Je voulais seulement rappeler qu’il y a, chez beaucoup d’entre nous, cette détermination affective qui n’est pas, pour autant, un trait sans importance de notre subjectivité mais un effet général de circonstances historiques et parfaitement objectives que nous ne sommes pas près d’oublier. Ainsi sommes-nous allergiques à tout ce qui pourrait, de près ou de loin, ressembler à de l’antisémitisme. À quoi nombre d’Arabes répondront : « Nous ne sommes pas antisémites, mais anti-israéliens. » Sans doute ont-ils raison : mais peuvent-ils empêcher que ces Israéliens, pour nous, ne soient aussi des Juifs ?2

Pour celui qui avait pensé l’oppression en termes d’altérité, la confrontation de ces deux altérités, israélienne et palestinienne, finissait en une hiérarchisation où c’était le référent historique européen et non l’éthique universelle qui primait, rendant soudain caduque toute possibilité de choix.

Sartre n’ignorait pas la souffrance des Palestiniens et ne cessera de leur renouveler sa sympathie.

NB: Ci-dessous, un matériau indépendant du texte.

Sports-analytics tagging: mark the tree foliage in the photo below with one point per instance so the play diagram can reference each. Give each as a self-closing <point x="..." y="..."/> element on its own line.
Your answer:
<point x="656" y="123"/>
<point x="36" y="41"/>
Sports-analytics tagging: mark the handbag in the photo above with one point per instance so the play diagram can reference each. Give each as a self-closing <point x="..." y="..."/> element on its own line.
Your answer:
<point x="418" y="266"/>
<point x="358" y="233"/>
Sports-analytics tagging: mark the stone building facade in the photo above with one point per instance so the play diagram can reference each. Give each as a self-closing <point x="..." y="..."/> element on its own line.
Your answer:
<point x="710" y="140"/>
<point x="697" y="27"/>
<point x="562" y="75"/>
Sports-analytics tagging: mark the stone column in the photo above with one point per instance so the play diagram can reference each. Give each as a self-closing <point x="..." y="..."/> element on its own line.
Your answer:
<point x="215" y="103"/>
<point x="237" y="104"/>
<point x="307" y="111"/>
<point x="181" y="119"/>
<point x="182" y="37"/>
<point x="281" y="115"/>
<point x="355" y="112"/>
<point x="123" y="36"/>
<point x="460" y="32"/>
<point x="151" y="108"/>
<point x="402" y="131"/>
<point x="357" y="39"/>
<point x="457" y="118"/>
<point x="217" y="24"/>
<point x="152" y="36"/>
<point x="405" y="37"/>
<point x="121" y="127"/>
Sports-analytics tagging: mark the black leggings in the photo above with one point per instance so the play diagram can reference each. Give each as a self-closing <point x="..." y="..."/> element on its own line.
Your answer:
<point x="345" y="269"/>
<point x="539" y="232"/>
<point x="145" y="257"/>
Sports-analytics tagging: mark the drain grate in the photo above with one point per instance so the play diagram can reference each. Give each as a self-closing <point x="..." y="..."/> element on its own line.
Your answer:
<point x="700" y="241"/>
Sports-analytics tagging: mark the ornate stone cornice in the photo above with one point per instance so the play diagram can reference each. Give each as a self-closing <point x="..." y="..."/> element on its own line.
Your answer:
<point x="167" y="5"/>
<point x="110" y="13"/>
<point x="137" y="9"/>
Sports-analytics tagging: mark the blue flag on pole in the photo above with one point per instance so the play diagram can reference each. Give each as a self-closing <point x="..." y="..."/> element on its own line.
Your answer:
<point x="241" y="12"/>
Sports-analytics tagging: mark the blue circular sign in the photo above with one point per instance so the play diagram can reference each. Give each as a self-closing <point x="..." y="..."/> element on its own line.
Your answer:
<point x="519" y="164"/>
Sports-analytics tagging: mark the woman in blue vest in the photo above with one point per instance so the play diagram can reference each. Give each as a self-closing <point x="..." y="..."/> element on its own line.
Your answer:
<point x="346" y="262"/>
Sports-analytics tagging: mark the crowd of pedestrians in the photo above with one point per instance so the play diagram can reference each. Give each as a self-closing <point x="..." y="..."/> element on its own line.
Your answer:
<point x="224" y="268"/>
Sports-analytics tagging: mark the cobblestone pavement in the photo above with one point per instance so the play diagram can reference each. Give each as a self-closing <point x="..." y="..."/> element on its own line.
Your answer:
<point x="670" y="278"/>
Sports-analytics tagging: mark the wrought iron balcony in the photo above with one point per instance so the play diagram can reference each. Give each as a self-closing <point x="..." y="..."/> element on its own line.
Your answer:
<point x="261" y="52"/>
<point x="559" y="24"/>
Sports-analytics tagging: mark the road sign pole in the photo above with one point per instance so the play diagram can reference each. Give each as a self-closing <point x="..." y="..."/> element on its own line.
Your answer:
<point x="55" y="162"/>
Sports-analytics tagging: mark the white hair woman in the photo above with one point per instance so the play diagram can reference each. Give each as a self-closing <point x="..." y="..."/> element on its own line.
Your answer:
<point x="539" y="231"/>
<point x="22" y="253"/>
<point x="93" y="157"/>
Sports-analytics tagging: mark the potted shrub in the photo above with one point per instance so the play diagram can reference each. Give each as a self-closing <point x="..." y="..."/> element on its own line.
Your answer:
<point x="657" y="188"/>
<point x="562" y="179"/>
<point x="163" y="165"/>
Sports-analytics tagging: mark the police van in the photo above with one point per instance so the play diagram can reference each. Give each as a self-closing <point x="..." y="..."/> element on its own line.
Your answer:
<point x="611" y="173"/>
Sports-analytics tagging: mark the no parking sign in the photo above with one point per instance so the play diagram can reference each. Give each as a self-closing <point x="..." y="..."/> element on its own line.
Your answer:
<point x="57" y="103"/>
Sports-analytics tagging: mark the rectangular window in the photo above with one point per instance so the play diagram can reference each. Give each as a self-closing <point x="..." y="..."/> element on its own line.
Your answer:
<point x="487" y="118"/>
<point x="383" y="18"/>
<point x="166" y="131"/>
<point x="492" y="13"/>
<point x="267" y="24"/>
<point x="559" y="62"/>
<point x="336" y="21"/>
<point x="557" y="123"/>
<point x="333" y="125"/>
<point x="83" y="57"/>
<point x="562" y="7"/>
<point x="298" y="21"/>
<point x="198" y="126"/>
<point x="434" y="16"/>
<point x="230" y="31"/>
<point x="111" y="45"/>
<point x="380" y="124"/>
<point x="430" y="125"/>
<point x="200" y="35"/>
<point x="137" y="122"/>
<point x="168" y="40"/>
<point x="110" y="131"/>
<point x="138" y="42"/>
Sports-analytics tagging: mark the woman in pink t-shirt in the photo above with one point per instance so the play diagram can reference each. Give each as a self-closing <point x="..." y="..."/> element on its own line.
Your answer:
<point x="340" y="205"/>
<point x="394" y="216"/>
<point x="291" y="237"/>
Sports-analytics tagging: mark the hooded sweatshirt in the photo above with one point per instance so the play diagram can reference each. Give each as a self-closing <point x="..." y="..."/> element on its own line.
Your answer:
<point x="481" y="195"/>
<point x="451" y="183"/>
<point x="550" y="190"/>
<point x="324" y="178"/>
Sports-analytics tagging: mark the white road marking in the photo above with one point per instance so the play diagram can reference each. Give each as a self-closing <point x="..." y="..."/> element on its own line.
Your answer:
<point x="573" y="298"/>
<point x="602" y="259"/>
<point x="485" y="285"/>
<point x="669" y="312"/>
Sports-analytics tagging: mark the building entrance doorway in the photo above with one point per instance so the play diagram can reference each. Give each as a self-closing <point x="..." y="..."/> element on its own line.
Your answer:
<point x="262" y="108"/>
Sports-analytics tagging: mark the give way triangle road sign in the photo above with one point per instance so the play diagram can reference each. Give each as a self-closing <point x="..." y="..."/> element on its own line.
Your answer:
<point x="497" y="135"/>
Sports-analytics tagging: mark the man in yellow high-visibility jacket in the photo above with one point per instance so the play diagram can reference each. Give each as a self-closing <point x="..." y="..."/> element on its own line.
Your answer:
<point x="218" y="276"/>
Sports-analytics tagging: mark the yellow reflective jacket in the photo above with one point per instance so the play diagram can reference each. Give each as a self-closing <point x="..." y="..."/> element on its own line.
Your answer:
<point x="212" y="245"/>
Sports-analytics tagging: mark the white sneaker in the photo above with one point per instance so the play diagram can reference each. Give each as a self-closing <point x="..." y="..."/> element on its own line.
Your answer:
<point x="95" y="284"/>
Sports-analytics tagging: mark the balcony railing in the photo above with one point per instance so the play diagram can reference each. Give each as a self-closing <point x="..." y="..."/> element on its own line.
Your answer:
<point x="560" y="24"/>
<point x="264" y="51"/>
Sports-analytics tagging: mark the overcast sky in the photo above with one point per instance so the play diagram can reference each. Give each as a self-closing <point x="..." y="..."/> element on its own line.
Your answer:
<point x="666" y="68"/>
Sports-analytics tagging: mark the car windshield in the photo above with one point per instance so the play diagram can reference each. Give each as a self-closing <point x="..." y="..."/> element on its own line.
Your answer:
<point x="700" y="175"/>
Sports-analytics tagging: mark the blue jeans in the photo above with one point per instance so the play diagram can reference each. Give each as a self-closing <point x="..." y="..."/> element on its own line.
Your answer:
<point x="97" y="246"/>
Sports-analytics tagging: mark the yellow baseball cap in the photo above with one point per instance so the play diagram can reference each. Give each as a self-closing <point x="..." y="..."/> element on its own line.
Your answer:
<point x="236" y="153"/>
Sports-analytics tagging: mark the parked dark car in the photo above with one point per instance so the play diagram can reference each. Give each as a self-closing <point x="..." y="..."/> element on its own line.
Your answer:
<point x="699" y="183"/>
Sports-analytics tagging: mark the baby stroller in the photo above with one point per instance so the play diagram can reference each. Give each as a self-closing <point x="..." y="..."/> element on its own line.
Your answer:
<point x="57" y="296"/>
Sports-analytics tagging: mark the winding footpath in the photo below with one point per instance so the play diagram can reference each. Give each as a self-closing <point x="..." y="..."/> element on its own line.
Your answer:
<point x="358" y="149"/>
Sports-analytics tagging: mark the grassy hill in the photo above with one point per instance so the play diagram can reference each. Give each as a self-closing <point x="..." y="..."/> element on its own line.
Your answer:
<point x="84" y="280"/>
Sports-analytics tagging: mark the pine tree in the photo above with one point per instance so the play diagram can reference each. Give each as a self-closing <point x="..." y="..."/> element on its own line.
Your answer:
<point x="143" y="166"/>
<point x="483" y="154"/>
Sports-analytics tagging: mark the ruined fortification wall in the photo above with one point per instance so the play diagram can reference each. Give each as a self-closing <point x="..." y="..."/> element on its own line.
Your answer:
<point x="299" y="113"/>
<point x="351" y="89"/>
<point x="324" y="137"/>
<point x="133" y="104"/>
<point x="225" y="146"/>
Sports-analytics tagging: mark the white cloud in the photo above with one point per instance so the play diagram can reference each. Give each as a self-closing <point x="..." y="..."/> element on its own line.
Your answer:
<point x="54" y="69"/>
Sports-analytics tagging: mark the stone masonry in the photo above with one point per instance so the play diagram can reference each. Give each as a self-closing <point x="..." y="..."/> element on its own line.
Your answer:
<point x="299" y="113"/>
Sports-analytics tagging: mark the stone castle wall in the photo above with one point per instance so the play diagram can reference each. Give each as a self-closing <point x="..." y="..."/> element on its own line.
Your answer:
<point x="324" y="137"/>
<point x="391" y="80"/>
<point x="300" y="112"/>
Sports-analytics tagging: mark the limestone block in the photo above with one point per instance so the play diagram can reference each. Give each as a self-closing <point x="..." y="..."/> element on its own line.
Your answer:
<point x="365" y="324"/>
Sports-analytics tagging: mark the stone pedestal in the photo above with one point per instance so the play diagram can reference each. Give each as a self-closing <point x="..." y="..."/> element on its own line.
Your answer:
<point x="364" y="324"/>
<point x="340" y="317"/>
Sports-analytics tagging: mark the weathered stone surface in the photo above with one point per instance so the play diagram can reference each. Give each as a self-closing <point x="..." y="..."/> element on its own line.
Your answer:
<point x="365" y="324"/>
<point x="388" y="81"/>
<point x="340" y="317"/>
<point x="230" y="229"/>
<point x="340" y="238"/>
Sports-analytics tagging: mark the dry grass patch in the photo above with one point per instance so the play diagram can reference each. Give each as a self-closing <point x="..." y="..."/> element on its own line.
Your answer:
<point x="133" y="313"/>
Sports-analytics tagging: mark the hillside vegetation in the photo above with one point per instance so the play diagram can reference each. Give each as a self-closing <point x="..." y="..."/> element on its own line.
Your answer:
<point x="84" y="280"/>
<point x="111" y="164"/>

Mais il réactualisait par son positionnement ces mots d’Aimé Césaire dans Discours sur le colonialisme évoquant le génocide des juifs et l’indignation qu’il suscitait :

Ce n’est pas le crime en soi, le crime contre l’homme, ce n’est pas l’humiliation de l’homme en soi, c’est le crime contre l’homme blanc, c’est l’humiliation de l’homme blanc.

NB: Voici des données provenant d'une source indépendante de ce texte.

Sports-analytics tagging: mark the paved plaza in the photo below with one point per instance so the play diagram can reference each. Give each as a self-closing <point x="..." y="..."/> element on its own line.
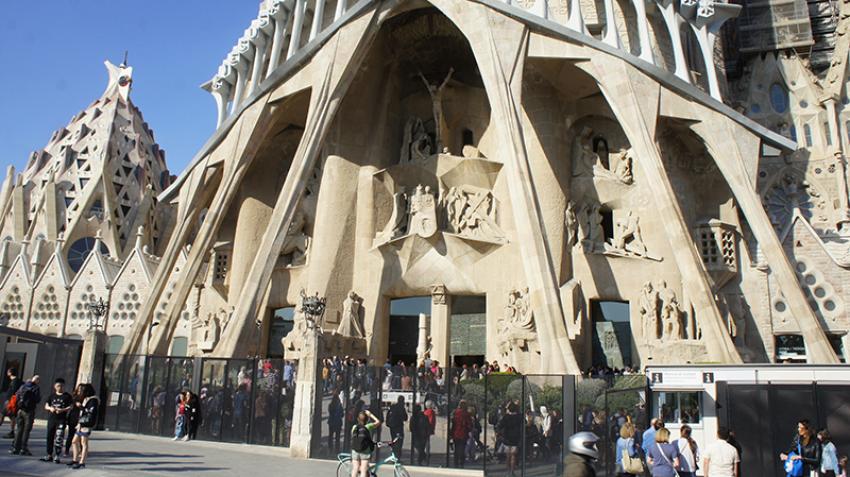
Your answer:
<point x="120" y="454"/>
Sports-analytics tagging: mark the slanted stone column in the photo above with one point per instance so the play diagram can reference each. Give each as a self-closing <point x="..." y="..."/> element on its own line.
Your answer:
<point x="307" y="398"/>
<point x="441" y="334"/>
<point x="92" y="359"/>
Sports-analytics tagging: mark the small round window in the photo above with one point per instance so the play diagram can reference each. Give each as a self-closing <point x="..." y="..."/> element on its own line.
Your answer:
<point x="778" y="98"/>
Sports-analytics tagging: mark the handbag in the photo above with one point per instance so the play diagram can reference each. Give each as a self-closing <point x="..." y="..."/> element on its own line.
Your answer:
<point x="632" y="465"/>
<point x="665" y="458"/>
<point x="794" y="468"/>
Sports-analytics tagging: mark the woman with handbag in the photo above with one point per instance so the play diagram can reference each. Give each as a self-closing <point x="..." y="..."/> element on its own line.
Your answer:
<point x="806" y="449"/>
<point x="689" y="453"/>
<point x="88" y="419"/>
<point x="663" y="457"/>
<point x="628" y="463"/>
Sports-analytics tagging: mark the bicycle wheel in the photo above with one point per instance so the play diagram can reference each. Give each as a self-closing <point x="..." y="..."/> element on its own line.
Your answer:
<point x="344" y="468"/>
<point x="400" y="471"/>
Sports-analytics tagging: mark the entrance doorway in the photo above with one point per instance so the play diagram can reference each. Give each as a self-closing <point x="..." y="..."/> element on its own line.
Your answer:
<point x="612" y="333"/>
<point x="404" y="327"/>
<point x="468" y="330"/>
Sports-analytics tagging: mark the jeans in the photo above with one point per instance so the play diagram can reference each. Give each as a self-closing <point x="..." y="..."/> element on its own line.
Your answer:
<point x="23" y="429"/>
<point x="53" y="430"/>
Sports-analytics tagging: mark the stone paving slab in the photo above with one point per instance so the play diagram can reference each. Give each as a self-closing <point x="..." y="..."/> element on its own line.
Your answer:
<point x="121" y="454"/>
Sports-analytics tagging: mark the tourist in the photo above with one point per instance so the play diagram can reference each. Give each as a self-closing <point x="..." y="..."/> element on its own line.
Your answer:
<point x="829" y="455"/>
<point x="335" y="416"/>
<point x="663" y="457"/>
<point x="57" y="406"/>
<point x="73" y="418"/>
<point x="625" y="447"/>
<point x="88" y="419"/>
<point x="583" y="453"/>
<point x="420" y="433"/>
<point x="721" y="458"/>
<point x="180" y="417"/>
<point x="193" y="415"/>
<point x="26" y="402"/>
<point x="9" y="406"/>
<point x="396" y="417"/>
<point x="461" y="426"/>
<point x="805" y="447"/>
<point x="362" y="444"/>
<point x="689" y="451"/>
<point x="648" y="438"/>
<point x="509" y="429"/>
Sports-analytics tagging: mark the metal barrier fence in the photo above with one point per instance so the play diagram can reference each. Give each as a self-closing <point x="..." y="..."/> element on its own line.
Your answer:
<point x="548" y="409"/>
<point x="241" y="400"/>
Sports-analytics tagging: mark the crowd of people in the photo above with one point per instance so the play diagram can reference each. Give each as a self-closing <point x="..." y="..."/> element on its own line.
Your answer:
<point x="70" y="418"/>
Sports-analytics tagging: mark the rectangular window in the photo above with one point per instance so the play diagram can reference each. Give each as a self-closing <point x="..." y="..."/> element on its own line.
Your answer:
<point x="677" y="407"/>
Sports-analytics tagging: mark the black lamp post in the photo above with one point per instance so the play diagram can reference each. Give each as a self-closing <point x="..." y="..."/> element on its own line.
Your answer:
<point x="98" y="309"/>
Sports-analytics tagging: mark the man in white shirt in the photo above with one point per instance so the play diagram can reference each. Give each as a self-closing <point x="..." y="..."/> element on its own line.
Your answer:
<point x="721" y="459"/>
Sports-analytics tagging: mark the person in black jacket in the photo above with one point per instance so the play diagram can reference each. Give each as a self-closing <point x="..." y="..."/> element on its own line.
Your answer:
<point x="15" y="383"/>
<point x="806" y="447"/>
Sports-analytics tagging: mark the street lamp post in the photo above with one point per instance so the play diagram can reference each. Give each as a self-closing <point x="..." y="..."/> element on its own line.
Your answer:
<point x="98" y="310"/>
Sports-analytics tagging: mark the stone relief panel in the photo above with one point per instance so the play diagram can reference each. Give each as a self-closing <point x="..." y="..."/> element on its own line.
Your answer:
<point x="517" y="330"/>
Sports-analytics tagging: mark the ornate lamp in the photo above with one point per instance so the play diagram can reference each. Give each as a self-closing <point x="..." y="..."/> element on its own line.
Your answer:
<point x="98" y="309"/>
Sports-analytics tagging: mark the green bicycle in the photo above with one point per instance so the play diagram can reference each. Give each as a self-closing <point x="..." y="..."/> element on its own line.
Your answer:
<point x="344" y="467"/>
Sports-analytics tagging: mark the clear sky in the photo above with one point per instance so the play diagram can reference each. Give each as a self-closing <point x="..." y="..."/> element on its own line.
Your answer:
<point x="52" y="52"/>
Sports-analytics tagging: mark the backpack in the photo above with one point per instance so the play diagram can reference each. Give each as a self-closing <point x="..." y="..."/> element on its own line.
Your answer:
<point x="25" y="398"/>
<point x="361" y="439"/>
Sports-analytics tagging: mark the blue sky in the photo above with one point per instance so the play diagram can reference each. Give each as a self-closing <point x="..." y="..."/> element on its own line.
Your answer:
<point x="52" y="53"/>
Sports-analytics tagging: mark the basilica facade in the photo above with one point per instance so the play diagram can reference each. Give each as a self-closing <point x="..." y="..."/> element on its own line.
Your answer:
<point x="551" y="184"/>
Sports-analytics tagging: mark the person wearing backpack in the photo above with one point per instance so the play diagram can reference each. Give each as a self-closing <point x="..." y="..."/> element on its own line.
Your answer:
<point x="362" y="444"/>
<point x="27" y="398"/>
<point x="396" y="417"/>
<point x="9" y="405"/>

Et l’idée de la souffrance d’« hommes blancs opprimés par d’autres hommes blancs », selon la formule de David Ben Gourion, a fini par l’emporter sur une réalité palestinienne bien concrète.

La déception fut à la mesure de l’admiration, et très vite des voix, dont celle de Souheil Idriss, se sont élevées dans le monde arabe pour demander à remplacer Sartre par d’autres penseurs, notamment les structuralistes de l’époque. À Bagdad, ses ouvrages ont été interdits. On les a brûlés à Alger. Ainsi, avant même que la défaite de juin 1967 ne soit actée, l’existentialisme arabe a été la première victime de cette guerre. Et les intellectuels arabes ont fermé la porte d’un universalisme qu’on leur refusait.

1Sartre, Critique de la raison dialectique, p. 37.

2Cité par Alain Gresh qui parle de ces « réticences qui confinent à l’aveuglement » quand Sartre plaçait les Israéliens dans le rôle de la victime historique alors qu’ils bénéficiaient du soutien militaire des États-Unis.